Because of differences in the academic calendars of the River Campus and ESM, it is unlikely that Eastman Day will ever re-combine with Wilson Day. This setup may prove more beneficial to ESM however, as it allows the school to tailor a day of community service around its unique campus of students.
Rubin admits that he did feel a certain amount of pressure about the program’s success. In the end, however, he says that the results of the Eastman Day of Service were overwhelmingly positive.
Around 200 volunteers participated in the event on Friday, Aug. 26, including new students, faculty and staff members. The event kicked off with speeches from Rubin and UR Vice President Paul Burgett, who spoke about the impact musicians can have beyond their instruments, before the students went to get their hands dirty.
The largest project — taken on by 30 ESM freshmen — was grooming and beautifying the Genesee River bicycle trail near St.
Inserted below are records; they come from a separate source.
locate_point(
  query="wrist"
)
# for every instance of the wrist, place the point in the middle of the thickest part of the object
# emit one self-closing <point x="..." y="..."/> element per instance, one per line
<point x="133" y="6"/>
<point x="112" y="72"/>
Monica’s Church.
Other service projects included painting at the Monroe County YMCA, sorting and organizing food to be given away by Foodlink, work on and around the Writers and Books building and the construction of cold frames to protect the garden at the MLK Gandhi Institute for Nonviolence.
In total, Eastman freshmen took on 15 service projects around Rochester. Rubin personally checked in on each site throughout the day.
“It was an extremely rewarding experience for me to see Eastman students engaging in such a diverse and meaningful spectrum of community projects,” he said.
Rubin says that his primary motive behind creating the Eastman Day of Service was to prevent a syndrome that he claims most Rochester-area college students are afflicted by: “Rochesterphobia.” He said that many students are unaware of what the city has to offer, and the hope was that getting ESM students working in the community again would generate some excitement about Rochester.
“Luckily, now, more than ever, it seems that young people’s opinions about the city are changing,” Rubin said. “It was my hope that the George Eastman Day of Service would expose students to this city and break the walls of the campus bubble.”
Fleming is a member of the class of 2013.